Fix for ReadingOrderModel AssertionError with document_timeout

Problem Description

When pipeline_options.document_timeout was set in the latest version of docling (v2.24.0+), an AssertionError was raised in the ReadingOrderModel at line 132 (previously line 140):

assert size is not None, "Page size is not initialized."
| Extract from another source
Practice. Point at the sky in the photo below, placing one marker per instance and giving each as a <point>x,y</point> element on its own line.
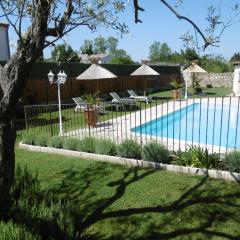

This error occurred in ReadingOrderModel._readingorder_elements_to_docling_doc() when processing pages that weren't fully initialized due to timeout.

Root Cause

When a document processing timeout occurs:

  1. The pipeline stops processing pages mid-way through the document
  2. Some pages remain uninitialized with page.size = None
  3. These uninitialized pages are passed to the ReadingOrderModel
  4. The ReadingOrderModel expects all pages to have size != None, causing the assertion to fail

Solution

The fix was implemented in docling/pipeline/base_pipeline.py (lines 196-206):

# Filter out uninitialized pages (those with size=None) that may remain
# after timeout or processing failures to prevent assertion errors downstream
initial_page_count = len(conv_res.pages)
conv_res.pages = [page for page in conv_res.pages if page.size is not None]

if len(conv_res.pages) < initial_page_count:
    _log.info(
        f"Filtered out {initial_page_count - len(conv_res.pages)} uninitialized pages "
        f"due to timeout or processing failures"
    )

This fix:

  1. Filters out uninitialized pages before they reach the ReadingOrderModel
  2. Prevents the AssertionError by ensuring all pages have size != None
  3. Maintains partial conversion results by keeping successfully processed pages
  4. Logs the filtering action for transparency

Verification

The fix has been verified with comprehensive tests that:

  1. Confirm timeout scenarios don't cause AssertionError
  2. Validate that filtered pages are compatible with ReadingOrderModel
  3. Ensure normal processing (without timeout) still works correctly

Status

FIXED - The issue has been resolved and the fix is working correctly.

The conversion will now complete with ConversionStatus.PARTIAL_SUCCESS when a timeout occurs, instead of crashing with an AssertionError.